WASHINGTON: Men who take muscle-building supplements are at a higher risk of developing testicular cancer, a new study has warned.
Researchers found that men who use muscle-building supplements, such as pills and powders with creatine or androstenedione, are more likely to develop testicular cancer than those who do not, especially if they start before age 25, take more than one supplement, or use the supplements for three or more years.
“The observed relationship was strong,” said study senior author Tongzhang Zheng, who led the study at Yale University before joining the Brown University School of Public Health as a professor of epidemiology.
“If you used at earlier age, you had a higher risk. If you used them longer, you had a higher risk. If you used multiple types, you had a higher risk,” Zheng said.

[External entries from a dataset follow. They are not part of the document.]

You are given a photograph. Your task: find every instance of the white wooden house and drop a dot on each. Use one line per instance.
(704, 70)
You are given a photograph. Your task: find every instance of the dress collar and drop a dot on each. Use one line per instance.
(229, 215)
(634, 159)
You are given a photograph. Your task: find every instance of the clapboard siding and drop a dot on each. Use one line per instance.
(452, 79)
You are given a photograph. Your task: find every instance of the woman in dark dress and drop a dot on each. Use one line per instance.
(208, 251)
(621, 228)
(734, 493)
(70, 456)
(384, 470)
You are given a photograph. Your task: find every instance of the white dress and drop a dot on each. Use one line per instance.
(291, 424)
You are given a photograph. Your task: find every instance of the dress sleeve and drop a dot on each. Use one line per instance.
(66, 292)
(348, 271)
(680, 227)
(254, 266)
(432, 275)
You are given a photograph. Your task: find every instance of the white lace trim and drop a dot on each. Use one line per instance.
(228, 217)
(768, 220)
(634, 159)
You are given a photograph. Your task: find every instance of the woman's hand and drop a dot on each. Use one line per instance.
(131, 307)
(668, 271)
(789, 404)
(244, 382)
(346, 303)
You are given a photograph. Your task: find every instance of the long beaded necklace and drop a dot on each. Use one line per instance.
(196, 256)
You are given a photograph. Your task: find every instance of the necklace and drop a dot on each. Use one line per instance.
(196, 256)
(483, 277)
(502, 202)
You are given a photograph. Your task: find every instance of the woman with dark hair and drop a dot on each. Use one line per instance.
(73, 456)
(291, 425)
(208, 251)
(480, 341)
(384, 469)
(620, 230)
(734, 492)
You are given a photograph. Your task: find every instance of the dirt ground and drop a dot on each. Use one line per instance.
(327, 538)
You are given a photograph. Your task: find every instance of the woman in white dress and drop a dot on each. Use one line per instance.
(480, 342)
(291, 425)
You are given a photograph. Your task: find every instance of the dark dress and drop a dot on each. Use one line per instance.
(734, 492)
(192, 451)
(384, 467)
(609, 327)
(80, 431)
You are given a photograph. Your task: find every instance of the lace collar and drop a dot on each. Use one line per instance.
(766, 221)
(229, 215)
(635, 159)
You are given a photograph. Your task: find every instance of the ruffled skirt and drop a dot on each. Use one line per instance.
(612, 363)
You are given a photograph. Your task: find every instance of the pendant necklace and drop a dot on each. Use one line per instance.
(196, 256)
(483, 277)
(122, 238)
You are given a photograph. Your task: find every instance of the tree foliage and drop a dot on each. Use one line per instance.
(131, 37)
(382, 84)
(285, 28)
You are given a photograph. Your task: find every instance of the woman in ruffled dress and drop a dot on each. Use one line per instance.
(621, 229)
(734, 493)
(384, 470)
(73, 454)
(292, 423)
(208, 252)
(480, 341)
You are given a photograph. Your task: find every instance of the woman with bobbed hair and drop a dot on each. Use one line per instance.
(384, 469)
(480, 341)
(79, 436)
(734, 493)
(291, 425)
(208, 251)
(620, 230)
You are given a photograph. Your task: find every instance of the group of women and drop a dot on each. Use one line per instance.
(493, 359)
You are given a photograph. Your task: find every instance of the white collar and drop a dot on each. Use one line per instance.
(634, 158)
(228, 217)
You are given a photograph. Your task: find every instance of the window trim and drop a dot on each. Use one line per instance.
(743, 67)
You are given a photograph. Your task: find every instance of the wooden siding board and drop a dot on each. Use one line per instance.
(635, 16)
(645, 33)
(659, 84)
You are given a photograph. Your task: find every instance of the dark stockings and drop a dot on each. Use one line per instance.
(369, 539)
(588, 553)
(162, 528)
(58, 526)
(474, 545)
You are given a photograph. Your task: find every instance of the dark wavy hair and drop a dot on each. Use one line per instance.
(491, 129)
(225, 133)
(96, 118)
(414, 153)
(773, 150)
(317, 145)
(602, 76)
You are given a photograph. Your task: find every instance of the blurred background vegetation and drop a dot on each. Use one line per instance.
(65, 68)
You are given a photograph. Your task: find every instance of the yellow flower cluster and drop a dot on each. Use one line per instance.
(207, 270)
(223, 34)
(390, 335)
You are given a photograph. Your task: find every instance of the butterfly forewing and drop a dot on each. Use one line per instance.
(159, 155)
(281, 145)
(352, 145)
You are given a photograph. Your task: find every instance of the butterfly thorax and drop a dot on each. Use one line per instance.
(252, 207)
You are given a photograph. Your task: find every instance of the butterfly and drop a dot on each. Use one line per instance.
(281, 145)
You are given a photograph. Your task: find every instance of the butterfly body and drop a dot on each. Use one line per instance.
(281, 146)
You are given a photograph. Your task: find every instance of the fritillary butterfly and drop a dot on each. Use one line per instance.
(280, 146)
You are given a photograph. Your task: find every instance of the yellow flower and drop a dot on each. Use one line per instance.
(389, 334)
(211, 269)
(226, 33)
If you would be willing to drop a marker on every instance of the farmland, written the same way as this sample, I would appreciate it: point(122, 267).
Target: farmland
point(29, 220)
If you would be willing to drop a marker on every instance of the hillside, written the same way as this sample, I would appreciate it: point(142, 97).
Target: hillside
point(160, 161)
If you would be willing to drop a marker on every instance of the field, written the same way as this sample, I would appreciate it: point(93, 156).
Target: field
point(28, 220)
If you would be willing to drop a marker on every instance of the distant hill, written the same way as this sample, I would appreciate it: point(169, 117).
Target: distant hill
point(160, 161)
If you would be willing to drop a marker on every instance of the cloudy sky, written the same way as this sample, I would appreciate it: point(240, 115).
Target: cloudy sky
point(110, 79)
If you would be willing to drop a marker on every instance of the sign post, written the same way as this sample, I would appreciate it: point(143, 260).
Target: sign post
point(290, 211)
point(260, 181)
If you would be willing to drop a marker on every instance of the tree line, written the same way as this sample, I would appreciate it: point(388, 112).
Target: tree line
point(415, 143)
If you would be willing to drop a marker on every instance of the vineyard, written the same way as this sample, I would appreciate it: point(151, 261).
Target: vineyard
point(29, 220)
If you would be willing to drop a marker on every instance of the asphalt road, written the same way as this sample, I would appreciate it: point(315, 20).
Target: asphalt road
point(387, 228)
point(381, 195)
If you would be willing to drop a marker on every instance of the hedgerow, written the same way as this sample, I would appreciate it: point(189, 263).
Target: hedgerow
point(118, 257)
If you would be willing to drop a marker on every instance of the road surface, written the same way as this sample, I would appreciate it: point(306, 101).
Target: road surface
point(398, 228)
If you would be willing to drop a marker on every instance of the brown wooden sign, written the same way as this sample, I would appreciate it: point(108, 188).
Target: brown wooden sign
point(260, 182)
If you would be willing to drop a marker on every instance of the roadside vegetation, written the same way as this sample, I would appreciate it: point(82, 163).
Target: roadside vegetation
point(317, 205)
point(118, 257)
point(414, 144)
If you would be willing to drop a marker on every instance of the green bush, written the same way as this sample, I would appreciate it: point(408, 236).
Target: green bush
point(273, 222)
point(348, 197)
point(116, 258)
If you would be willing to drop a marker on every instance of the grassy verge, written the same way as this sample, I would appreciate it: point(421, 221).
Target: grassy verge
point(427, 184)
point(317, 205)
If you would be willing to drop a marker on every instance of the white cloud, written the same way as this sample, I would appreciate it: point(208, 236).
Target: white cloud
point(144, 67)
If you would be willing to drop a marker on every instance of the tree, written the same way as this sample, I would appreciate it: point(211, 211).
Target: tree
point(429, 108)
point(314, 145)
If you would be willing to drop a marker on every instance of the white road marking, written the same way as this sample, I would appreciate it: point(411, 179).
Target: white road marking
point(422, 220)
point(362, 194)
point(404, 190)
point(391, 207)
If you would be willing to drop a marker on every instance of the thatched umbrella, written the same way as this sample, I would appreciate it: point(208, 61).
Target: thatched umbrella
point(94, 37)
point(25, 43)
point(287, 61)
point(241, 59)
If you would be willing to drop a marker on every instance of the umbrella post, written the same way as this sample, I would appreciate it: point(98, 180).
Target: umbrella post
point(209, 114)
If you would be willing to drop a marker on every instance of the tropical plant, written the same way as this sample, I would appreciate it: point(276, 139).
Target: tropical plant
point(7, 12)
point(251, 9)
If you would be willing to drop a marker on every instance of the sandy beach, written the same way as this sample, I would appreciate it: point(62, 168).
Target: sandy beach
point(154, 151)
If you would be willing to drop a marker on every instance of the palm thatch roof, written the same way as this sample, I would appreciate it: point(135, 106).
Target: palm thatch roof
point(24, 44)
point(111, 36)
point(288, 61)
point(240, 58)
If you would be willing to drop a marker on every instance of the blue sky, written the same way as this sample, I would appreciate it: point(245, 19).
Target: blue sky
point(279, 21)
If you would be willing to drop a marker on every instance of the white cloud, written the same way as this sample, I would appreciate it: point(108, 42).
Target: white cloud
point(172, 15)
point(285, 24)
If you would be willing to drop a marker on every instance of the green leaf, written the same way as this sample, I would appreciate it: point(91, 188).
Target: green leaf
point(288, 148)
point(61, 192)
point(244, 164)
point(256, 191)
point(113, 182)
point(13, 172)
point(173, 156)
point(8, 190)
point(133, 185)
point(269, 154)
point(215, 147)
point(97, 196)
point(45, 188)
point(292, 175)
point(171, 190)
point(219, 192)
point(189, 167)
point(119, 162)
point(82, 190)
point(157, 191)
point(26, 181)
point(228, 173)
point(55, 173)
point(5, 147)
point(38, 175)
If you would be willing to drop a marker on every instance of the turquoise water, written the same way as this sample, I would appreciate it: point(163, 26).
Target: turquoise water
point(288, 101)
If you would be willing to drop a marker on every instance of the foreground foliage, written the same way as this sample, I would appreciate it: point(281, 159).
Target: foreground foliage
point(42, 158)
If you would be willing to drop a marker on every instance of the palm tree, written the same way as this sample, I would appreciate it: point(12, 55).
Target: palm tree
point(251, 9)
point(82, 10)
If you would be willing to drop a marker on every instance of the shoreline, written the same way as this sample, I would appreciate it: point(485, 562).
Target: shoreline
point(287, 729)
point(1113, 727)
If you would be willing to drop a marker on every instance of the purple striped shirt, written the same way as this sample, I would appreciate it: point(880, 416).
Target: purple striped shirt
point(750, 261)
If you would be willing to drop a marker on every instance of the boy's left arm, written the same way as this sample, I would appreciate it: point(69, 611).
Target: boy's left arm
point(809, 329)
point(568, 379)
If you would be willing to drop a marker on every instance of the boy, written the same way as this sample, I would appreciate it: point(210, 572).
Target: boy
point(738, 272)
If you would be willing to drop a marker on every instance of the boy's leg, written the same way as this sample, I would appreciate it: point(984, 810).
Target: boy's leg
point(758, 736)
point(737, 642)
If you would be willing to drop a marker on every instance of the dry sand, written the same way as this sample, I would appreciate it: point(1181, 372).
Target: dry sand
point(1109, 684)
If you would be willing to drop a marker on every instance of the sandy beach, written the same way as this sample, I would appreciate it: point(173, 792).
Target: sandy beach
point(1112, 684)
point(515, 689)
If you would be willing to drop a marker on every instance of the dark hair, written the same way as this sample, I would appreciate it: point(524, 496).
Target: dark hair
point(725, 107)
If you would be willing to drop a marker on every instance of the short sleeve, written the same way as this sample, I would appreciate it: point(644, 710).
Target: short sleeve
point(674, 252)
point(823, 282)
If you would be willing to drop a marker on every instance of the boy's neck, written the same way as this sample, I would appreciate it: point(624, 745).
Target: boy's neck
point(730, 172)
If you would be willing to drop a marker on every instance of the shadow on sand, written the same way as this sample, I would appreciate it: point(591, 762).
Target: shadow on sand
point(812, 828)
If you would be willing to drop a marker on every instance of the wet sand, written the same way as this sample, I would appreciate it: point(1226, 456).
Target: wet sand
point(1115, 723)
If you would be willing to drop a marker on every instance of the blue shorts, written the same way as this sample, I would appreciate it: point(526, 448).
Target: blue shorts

The study is the first analytical epidemiological study of the possible link between supplements and testicular cancer, the authors wrote in the British Journal of Cancer.
“Our study found that supplement use was related to a higher risk of developing testicular cancer. These results are important because there are few identified modifiable risk factors for testicular cancer,” said Russ Hauser, professor of environmental health science at Harvard TH Chan School of Public Health.
In the study, Zheng’s research team conducted detailed interviews of nearly 900 men from Massachusetts and Connecticut – 356 of whom had been diagnosed with testicular germ cell cancer, and 513 who had not.
In the interviews, researchers asked the men not only about their supplement use but also about a wide variety of other possible factors such as smoking, drinking, exercise habits, family history of testicular cancer, and prior injury to their testes or groin.
After tallying their data and accounting for all those possible confounders, as well as age, race, and other demographics, the researchers found that the men who used supplements had a 1.65 odds ratio (65 per cent greater risk) of having developed testicular cancer compared to the men who did not use supplements.
The researchers defined “use” as consuming one or more supplements at least once a week for four consecutive weeks or more.
The odds ratios increased to 2.77 (a 177 per cent greater risk) among men who used more than one kind of supplement, and to 2.56 among men who used supplements three years or longer.
Men who started using supplements at age 25 or younger also had an elevated associated odds ratio of 2.21, the researchers calculated.